Быстро уложив в рюкзак нетронутые свертки, Кирилл затянул шнурки на горловине, закинул его за плечо. Отставив багор, он открыл дверь, мгновение помедлил на пороге и, не оборачиваясь, вышел. Когда скрип его шагов затих в отдалении, робкий ветерок швырнул в щель приоткрытой двери пригоршню снежинок. Швырнул и, испугавшись собственной смелости, унесся прочь. А снежинки, плавно кружась в диковинном танце, еще долго-долго опускались на пепел кострища с витой ниточкой дыма. На прокопченные кирпичи. На мятую бесформенную кружку и темный холмик гайки… на усыпанный кирпичной крошкой и отпавшей штукатуркой пол пустынного угла. 

****************

- Вы позволите, Сергей Степанович?

- Пожалуйста.

- Четыре года ваш институт занимается изучением так называемой зоны. Можно ли считать, что за это время вам удалось приблизиться к пониманию того, что же это такое? Ответили ли вы на вопросы, озвученные вами на пресс-конференции четырехлетней давности?

- Благодарю, я понял вас. Вопросы четырехлетней давности… без сомнения на некоторые из них мы ответили, однако этого оказалось крайне мало для того, чтобы понять, с чем нам пришлось столкнуться. Зона - колоссальный организм, живущий по неведомым, чуждым нам законам. Ко всему прочему, это еще и очень сложный организм: мы решаем одну задачу, а ей на смену являются пять требующих решения.

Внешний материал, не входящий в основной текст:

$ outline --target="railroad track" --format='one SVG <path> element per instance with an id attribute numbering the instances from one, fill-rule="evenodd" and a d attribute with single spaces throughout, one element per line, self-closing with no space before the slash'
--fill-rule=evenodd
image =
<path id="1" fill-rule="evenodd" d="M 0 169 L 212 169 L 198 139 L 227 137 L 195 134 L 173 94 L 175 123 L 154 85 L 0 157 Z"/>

Сегодня, после того как утихла эйфория первых побед, я могу с уверенностью заявить: разгадка так же далека от нас, как и четыре года назад. К сожалению.

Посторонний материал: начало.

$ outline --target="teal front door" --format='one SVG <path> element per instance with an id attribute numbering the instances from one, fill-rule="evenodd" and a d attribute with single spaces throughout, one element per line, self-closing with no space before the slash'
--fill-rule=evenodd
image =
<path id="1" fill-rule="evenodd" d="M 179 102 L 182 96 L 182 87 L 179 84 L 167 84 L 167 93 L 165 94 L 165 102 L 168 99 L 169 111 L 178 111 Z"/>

- Насколько еще, по вашему мнению, может затянуться программа исследований?

- Мы на пороге удивительного мира, но дверь закрыта. Нам остается подглядывать в замочную скважину, по крупицам собирая информацию о нем. При таком положении вещей прогнозировать что-либо - слишком самонадеянно.   

- Кто такие сталкеры и какую роль они играют в исследованиях?

- Если о зоне говорить образно, как о мире за закрытой дверью, то уместно предположить и наличие черного входа. Так вот, сталкеры научились его использовать. Вы и сами прекрасно понимаете, что если материал из-за периметра является товаром на черных рынках, то должны быть и те, кто насыщает рынок этим товаром. Официально сталкеров не существует: власти жестоко пресекают любую попытку проникновения в зону. Имеется ряд уголовных статей для выявленных нарушителей. По этой причине сталкеры не идут на контакт с нашими представителями. К тому же руководство института крайне негативно воспринимает наши попытки контакта с ними. К сожалению, косность и ограниченность иных заслуженных ученых не позволяет нам использовать накопленный сталкерами бесценный опыт. И это весьма печально: мы многое могли бы для себя почерпнуть.

- Ученые привыкли мыслить на языке формул и научных тезисов, а если на секунду забыть о профессии - каково ваше субъективное мнение о зоне?    

- Я предпочитаю рассматривать зону как единый живой организм. Нельзя сказать, что я совсем одинок в своем предположении, однако немногие коллеги разделяют мои взгляды. У нас четкая программа исследований и абсолютное большинство ее поддерживает. Тем не менее, мне кажется, что это не мы, а она исследует нас. И если это действительно так, то ее сведения о нас гораздо обширнее и глубже.      

- Почему вы так думаете?

- Потому, что нам остается изучать явления, а зоне выпала удача исследовать человека. 

- И еще вопрос…

(Из интервью  профессора "Института внеземных культур" С.С.Вилльцова).